The clearest difference between the interventions was in cost, likely to be persuasive given equivocal or no evidence that spending more gained more. Not only did this directly cost least, but on the health service's primary yardstick – quality adjusted life years – in both probation and primary care, the briefest intervention gained most years for each £ of social costs incurred by the drinkers. Only in emergency departments did the longest intervention have the edge, but this was minimal, and may have been partly due to these patients starting the study with the lowest quality of the three intervention groups and catching up somewhat in a natural levelling up.
However, the featured probation study gives greater grounds in this setting for offering extended advice, especially among higher severity drinkers. Here the crime yardstick is more salient and though fleeting, the extra reduction in reconvictions at six months and the (possibly associated) lower social costs among high-severity offenders offered counselling may tip the balance. There is probably also a greater social expectation on staff working with convicted offenders to deliver more than a one-sentence warning, when failure to address drinking appropriately could result in serious crime.
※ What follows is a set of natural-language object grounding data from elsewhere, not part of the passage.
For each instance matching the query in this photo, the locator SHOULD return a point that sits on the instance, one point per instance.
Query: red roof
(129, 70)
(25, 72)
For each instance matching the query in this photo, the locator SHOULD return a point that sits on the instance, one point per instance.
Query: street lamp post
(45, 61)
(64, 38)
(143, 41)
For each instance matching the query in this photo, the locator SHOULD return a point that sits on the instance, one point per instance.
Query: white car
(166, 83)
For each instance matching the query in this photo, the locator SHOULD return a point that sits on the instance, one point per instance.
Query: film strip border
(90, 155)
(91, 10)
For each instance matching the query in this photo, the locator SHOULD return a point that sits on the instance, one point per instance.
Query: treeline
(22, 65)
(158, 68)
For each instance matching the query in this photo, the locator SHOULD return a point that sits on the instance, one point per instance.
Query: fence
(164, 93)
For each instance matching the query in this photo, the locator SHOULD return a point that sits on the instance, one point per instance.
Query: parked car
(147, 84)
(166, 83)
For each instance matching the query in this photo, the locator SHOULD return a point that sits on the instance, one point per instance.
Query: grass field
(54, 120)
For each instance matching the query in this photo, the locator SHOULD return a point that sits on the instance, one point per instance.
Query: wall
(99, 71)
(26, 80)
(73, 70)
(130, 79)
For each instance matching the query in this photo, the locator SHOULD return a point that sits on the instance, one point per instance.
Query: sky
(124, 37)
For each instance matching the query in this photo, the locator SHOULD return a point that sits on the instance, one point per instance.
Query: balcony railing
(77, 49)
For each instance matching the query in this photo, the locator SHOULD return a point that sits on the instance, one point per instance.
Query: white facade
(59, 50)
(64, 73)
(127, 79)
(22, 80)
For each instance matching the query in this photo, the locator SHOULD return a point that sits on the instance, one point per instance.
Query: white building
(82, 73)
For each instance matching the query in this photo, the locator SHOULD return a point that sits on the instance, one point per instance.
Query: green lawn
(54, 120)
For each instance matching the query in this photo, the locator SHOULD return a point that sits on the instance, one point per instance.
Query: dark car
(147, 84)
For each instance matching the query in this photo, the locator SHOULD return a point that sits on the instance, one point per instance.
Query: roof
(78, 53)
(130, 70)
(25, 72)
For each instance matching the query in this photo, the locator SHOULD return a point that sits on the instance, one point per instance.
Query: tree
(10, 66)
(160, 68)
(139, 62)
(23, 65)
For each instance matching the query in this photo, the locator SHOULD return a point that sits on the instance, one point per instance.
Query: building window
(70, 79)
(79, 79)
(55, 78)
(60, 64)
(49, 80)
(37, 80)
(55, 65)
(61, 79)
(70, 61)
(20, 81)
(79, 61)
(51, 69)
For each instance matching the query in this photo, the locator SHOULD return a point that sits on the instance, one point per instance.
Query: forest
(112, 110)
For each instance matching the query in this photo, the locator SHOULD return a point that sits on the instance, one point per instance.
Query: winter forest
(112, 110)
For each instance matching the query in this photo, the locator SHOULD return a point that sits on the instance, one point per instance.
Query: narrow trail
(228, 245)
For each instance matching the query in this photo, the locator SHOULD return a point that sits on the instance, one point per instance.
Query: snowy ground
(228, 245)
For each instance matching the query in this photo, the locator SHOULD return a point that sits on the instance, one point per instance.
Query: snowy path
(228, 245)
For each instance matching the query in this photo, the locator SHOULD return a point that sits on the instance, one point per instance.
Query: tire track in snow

All quality of life calculations are partly dependent on how quality is measured. SIPS used a health-related measure, ill equipped to capture losses or gains in the quality of social and leisure life, major domains within which drinking plays a role and is seen by consumers to have value (for which they are prepared to pay), just as excessive drinking can cause damage. Discounting such possible benefits of substance use as judged by consumers also makes a substantial difference to cost-benefit calculations.
The UK alcohol strategy published in 2012 said government was awaiting the results of the SIPS project before deciding whether to incorporate alcohol screening and brief intervention in to the national quality framework for primary care, a major national driver of primary care practice. Already, however, brief alcohol interventions are among the practices commissioners can incentivize through cash rewards, and from April 2013 this work will be incorporated in the NHS Health Check for older adults. The strategy also encouraged accident and emergency departments and hospitals in general to check for and offer brief advice about hazardous drinking, in the case of hospitals by employing alcohol liaison nurses.
In emergency departments and GP surgeries, the SIPS findings appear to contradict guidance recommending the equivalent of the mid-level intervention, or for heavier drinkers the most extended option. If anything, the findings offer most support for screening and brief feedback. Similar guidance has been disseminated to criminal justice services. However, in these settings, given the mixed findings from the SIPS probation trial on the relative impacts on drinking, quality of life, and crime and social costs, at the moment the findings seem to offer no convincing rationale for altering this advice in favour of a yet briefer option.